Article 6QFE4 Apple helped nix part of a child safety bill. More fights are expected.

Apple helped nix part of a child safety bill. More fights are expected.

by
Thom Holwerda
from OSnews on (#6QFE4)

Kim Carver, a legislator in the US state of Louisiana, added a provision to a child safety bill forcing Apple and Google to enforce age restrictions on downloads in their application stores. In other words, it would force Apple to make sure minors could not download gambling and casino applications - i.e., 99% of mobile games - that make up the vast majority of Apple's services revenue. It would also make application stores play a role in enforcing age restrictions on social media applications, which makes sense because Apple and Google know the age of every one of their users.

Well, it turns out Apple was not happy. They sent out an absolute army of lobbyists - including a guy known for lobbying on behalf of truck-stop casinos, in case you were wondering about the type of people Apple uses for lobbying - to kill this specific provision. Carver's provision would have breezed through the Louisiana senate, but it needed a key committee approval before being put up for a vote. And it's this committee that Apple started heavily influencing and pressuring.

Carver began hearing rumblings that Apple was making inroads with the committee-his amended bill might be in trouble. Uncertain on how to proceed, he approached the chairwoman of the committee, Sen. Beth Mizell, for advice.

He declined to describe the substance of the conversation to The Wall Street Journal, but in the end, he promised not to object if she removed the app store provisions or support restoring them on the Senate floor.

I made the choice to take the win that we could get," Carver said.

Jeff Horwitz and Aaron Tilley at The Wall Street Journal

This is not the first time Apple has pressured legislatures to drop bills it didn't like. A famous case is the state if Georgia, which intended to pass a number of application store bills to open up the App Store in much the same way the European Union did with the DMA. Apple went absolutely mental in Georgia, including threatening to cancel a $25 million investmentin a historically Black college in Atlanta". Apple won.

The way these sleazebag companies get away with such blatant corruption is by using third-party lobbyists, which technically are not employed by the companies in question, so no matter how low and sleazy these lobbyists go, the companies they lobby for can wash their hands in innocence and absolve themselves from any responsibility for the various financial and legal threats levied at underfunded, understaffed local legislatures. Spending a few millions on a local development project or whatever is peanuts for Apple, but a massive boon for a small community somewhere, so Apple pulling out means nothing to Apple, but would massively affect such a community. It's not surprising local legislatures fold.

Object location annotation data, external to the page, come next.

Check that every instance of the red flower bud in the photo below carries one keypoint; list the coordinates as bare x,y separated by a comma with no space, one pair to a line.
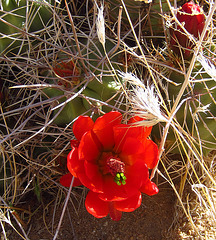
192,18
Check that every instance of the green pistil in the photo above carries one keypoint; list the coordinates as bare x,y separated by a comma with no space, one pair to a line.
120,179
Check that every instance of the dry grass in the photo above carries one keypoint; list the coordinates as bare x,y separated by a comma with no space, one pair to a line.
34,145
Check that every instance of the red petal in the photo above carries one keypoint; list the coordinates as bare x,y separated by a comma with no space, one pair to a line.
66,179
103,128
129,204
96,206
132,151
151,154
94,175
89,148
112,191
114,213
149,188
136,175
76,168
73,163
124,131
82,125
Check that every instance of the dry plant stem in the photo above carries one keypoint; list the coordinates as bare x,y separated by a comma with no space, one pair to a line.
64,209
143,55
76,39
14,161
118,30
184,85
25,237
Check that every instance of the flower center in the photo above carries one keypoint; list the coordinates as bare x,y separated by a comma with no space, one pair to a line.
117,168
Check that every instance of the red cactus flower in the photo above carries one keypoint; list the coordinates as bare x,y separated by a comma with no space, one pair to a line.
192,18
112,160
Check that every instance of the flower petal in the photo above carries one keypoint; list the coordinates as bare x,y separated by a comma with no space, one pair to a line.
73,163
76,168
136,175
114,213
132,151
130,204
124,131
66,179
103,128
81,126
89,148
94,175
151,154
112,191
149,188
95,206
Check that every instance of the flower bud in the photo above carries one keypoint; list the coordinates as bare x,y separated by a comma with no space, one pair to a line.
192,18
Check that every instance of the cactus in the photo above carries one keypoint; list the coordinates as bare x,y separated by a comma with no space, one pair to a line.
103,87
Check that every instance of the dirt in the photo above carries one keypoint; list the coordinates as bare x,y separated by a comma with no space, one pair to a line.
153,220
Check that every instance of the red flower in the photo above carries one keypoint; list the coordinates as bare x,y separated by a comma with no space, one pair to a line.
112,160
192,18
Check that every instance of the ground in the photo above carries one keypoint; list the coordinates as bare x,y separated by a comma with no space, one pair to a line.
154,220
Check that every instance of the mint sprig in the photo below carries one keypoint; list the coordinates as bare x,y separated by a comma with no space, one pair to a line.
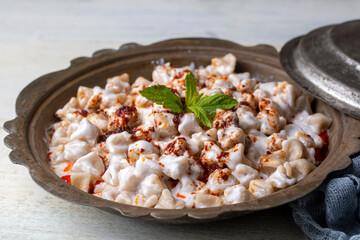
203,107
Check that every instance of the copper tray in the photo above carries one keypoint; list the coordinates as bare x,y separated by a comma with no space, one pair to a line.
37,103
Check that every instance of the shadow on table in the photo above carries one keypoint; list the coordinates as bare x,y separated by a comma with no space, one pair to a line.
275,223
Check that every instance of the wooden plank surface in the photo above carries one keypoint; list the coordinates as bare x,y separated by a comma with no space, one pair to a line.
37,37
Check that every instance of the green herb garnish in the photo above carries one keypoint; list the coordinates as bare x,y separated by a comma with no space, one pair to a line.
204,108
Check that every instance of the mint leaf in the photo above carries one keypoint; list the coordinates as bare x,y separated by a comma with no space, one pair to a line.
201,114
162,95
198,97
190,92
217,101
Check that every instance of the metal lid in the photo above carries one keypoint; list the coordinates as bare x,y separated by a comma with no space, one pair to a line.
326,62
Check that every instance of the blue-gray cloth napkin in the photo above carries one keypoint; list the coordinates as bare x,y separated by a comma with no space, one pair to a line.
332,210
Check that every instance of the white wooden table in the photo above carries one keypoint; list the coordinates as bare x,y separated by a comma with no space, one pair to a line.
37,37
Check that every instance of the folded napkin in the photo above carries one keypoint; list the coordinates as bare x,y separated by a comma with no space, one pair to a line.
332,210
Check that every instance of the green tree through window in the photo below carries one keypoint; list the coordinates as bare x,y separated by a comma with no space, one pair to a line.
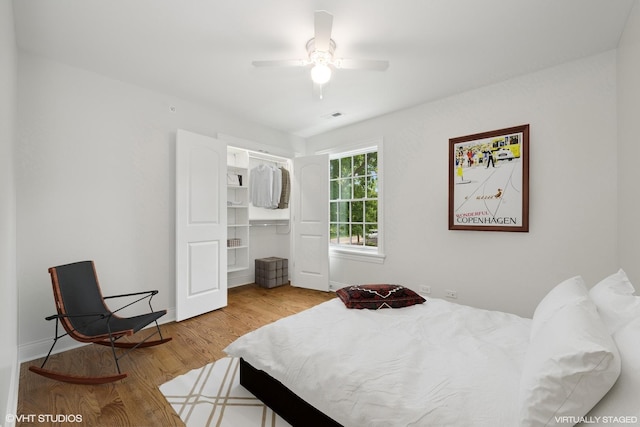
354,200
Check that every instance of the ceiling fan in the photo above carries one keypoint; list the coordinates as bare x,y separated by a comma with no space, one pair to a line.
321,57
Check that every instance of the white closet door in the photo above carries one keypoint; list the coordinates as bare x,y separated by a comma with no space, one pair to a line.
201,224
310,194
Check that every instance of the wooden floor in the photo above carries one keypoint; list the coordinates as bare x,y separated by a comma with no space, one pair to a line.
136,400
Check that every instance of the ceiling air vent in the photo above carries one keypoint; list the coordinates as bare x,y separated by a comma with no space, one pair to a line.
333,115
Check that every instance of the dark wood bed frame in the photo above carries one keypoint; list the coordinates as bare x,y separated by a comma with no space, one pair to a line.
283,401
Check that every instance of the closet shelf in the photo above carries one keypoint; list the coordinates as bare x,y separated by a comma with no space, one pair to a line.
267,223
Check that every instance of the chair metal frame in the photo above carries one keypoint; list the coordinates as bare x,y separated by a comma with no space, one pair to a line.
109,337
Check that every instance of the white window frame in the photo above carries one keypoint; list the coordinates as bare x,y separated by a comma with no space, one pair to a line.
365,253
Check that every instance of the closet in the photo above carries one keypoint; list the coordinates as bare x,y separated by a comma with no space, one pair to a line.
220,233
255,230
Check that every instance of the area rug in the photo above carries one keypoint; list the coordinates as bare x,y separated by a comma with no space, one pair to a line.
212,396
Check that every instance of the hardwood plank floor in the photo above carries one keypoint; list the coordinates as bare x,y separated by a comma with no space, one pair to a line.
136,400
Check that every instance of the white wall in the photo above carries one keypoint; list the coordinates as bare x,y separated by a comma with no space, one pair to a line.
8,284
628,146
95,180
573,199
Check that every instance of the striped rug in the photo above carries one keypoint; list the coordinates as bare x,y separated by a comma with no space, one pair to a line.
212,396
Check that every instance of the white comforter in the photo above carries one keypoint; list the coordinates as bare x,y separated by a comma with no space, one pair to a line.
434,364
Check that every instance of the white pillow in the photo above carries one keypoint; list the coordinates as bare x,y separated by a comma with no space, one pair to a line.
571,363
571,291
616,303
623,398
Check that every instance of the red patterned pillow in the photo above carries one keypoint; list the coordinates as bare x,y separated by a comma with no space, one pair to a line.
375,297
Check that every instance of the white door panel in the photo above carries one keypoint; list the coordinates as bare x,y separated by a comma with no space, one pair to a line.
311,222
201,219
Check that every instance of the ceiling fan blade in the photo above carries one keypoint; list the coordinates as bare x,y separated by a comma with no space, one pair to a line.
323,23
281,63
361,64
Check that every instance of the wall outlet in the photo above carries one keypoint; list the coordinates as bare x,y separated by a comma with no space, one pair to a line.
451,294
424,289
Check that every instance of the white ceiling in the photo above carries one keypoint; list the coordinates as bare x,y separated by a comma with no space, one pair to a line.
201,50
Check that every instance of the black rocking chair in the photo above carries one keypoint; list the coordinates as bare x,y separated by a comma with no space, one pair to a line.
86,318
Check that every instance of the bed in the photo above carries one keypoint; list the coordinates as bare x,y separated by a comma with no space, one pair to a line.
437,363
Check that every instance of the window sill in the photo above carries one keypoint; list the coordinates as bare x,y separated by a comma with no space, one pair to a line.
357,255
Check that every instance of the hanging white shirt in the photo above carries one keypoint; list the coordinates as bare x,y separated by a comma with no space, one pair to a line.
261,186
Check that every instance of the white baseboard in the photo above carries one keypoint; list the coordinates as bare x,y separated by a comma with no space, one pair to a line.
12,398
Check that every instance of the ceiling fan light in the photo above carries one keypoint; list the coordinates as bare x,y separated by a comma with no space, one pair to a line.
320,73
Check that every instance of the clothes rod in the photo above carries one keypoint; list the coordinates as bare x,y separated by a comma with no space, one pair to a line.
266,156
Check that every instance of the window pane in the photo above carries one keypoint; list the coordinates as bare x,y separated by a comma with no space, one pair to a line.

Circling back to the age restriction provision itself - telling stores what they can and cannot sell is an entirely normal thing to do, and happens all the time all over the world. It's why in, say, The Netherlands, supermarkets are only allowed to sell light" alcohol like beer and wine, with hard alcohol moved to separate liquor stores that have to be separate from the supermarket, so age restrictions are easier to enforce. There's also just an infinite number of things you're just not allowed to sell, period.

As always, Silicon Valley believes it's a very special snowflake to whom regular, normal, widely accepted rules do not apply. Why shouldn't a store selling gambling applications and similarly addictive and damaging applications have to do the absolute bare minimum to protect minors? Imagine the massive outcry if a Costco or Walmart was found to sell massive amounts of hard liquor to children - why should Silicon Valley companies be treated any differently?